Page 11 of Talk to Me

“Keep it up, big boy,” I teased. “Sure, you can, but if we’re just gonna log in to play a game somewhere, I need to switch headphones.”

“Hmm…there’s something sexy about imagining you plowing through the bad guys in Fortnight.”

“I prefer Halo, though the new Fallout was pretty damn sexy too.”

“Sugar Bear, keep talking to me all gamer-like, it’s turning me on.”

“Hmm-hmm. Spill, what did you need the special appointment for?” John McQuade was a lot of things, but he wasn’t frivolous and he didn’t waste time. When he asked for specific appointments, he usually had work to do.

“Promise to not get mad at me?” He sounded so hopeful, like a child who’d done something wrong and knew it.

“No,” I informed him. “You tell me what you did and why it’s now my problem and we’ll go from there.”

“Damn,” he said. “Here I was hoping to avoid the doghouse.”

“What did you do, John?”

He grunted something that sounded vaguely like German. Maybe Dutch. I took another sip of the tea and waited.

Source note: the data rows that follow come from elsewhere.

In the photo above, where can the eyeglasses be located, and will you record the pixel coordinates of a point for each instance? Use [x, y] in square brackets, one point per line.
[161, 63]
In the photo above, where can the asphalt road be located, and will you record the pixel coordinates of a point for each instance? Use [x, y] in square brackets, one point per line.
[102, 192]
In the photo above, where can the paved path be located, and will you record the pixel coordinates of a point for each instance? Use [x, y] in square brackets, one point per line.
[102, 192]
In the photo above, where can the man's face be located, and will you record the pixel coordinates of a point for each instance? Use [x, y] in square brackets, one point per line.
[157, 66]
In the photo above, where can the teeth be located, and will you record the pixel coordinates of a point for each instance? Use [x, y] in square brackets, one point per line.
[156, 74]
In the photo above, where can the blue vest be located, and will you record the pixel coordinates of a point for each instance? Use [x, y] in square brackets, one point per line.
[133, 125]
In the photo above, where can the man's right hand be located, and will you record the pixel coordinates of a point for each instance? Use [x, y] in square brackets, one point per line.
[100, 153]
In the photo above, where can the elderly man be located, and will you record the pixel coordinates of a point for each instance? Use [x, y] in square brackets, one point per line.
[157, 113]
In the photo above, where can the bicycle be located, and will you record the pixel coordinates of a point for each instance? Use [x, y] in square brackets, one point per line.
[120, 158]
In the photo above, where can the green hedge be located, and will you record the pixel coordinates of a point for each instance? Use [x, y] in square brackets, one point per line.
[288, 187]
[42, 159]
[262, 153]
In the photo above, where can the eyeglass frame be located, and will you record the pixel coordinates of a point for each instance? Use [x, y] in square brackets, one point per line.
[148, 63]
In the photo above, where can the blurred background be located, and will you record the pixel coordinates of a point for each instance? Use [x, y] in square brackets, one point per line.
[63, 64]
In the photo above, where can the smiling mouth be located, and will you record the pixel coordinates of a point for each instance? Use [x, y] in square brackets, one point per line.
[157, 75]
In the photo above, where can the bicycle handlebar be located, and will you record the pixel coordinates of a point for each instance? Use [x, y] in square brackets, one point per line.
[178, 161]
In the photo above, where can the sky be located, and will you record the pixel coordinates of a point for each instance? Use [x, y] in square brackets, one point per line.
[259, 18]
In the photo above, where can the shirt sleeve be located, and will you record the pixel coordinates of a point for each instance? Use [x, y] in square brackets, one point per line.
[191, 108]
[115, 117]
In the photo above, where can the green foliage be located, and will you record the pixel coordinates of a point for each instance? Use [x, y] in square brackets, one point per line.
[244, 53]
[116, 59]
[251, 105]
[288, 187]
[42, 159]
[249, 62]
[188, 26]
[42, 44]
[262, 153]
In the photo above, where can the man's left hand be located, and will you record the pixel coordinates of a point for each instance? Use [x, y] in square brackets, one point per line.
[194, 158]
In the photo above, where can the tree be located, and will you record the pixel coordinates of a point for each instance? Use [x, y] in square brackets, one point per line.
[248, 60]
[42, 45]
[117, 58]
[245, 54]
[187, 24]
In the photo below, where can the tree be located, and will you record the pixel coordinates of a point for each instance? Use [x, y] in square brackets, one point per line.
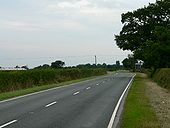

“Got a job,” he finally admitted. “Feels off. Did the research, still feels off. Want you take a look at it for me?”

“You did the research?” I raised my eyebrows. “You cheating on me, John?”

“I would never, Sugar Bear—most of the time.” That nickname was going to stick, wasn’t it?

“Uh huh.” I clucked my tongue at him. “Why didn’t you just ask me to look at it in the first place?”

A file popped into my dropbox and I was already opening them.

“I don’t want to take all your time with business. Sometimes, I like talking to you for fun.”

“Big Boy, I am more than capable of handling you and more besides, who did you go to for this?”

I was already separating out the different file components. The job description. The company. The targets. Incorporation papers were there, founding, board of directors?—

It was strange because it was way too clean. Everything was—perfect. Humans were innately flawed. Everyone had secrets, and no one who succeeded at that level in business was quite that squeaky clean.

Not when they handled equipment, pharmaceutical, and weapons sales of both the legal and illegal variety. They were very good at burying their various deals and holding companies beneath a complicated and intricate series of shells.

“Marcus,” he finally admitted. “He’s good.”

“I’m better.” It wasn’t bragging. “Marcus is a surface skimmer. He won’t dig too deep unless you tell him to.”

“I did tell him to go deep,” McQuade complained. “Problem is, he said the deeper he went, the more nothing he found.”

“But you don’t believe that.” It wasn’t a question. I didn’t believe it either. The deeper I dug, the more shells I found. Back tracing them was creating an intricate puzzle. What secret were they trying to hide behind this web of deceit?

“No,” he admitted, and there was a growl punctuating that word. “Learned a long time ago to trust my gut. Doesn’t matter how clean it is or how much they doctor the logo, if it feels like a cheap knockoff?—”

“It probably is. Now this is interesting…”

“What?” I had his full attention.

“Each series of shells is covered by three more. It’s almost like a shell game within a shell game, within a shell game. Each time I track to the next, it splits off again.”

“Someone doesn’t want us to know where everything ties back to.”

“No, they don’t,” I said as I worked on a program to break through that algorithm a little faster. “It’s also set up to create phantom shells. One in three of these are legit, but they are cloning them, then using a replicating pattern to keep the real ones hidden. It’s a really sexy little game of dress-up.”